I should preface this post by saying that I’m not a Git expert so this is based on my experimentation rather than any deep knowledge. I bet I’m not the only one who merely skimmed the internals chapter in Pro Git. This post is the result of me setting out to learn the Git internals a little better and help anybody else who is trying to use pygit2 for something awesome. With that said, corrections are welcome.

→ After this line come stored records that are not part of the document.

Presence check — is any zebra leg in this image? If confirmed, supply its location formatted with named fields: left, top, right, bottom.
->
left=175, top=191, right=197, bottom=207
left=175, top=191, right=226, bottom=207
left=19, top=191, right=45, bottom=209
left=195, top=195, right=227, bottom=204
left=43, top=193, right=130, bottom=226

While this is obvious to some, I think it’s worth pointing out that pygit2 versions track libgit2 versions. If you have libgit2 v0.18.0 installed, then you need to use pygit2 v0.18.x. Compiler errors will flow if you don’t. The docs don’t exactly mention this (pull request coming). Other than that, just follow the docs and you should be set. On MacOS, you can
brew install libgit2 (make sure you
brew update first) to get the latest libgit2 followed by
pip install pygit2.
>>> import pygit2 >>> repo = pygit2.Repository('/Users/dfischer/Projects/bootstrap') >>> repo.head.hex # sha1 hex hash of the commit pointed to by HEAD u'd9b502dfb876c40b0735008bac18049c7ee7b6d2' >>> repo.path '/Users/dfischer/Projects/bootstrap/.git/' >>> repo.workdir '/Users/dfischer/Projects/bootstrap/'
There’s quite a bit more to the repository object and I’ll show it after I introduce some other git primitives and terminology.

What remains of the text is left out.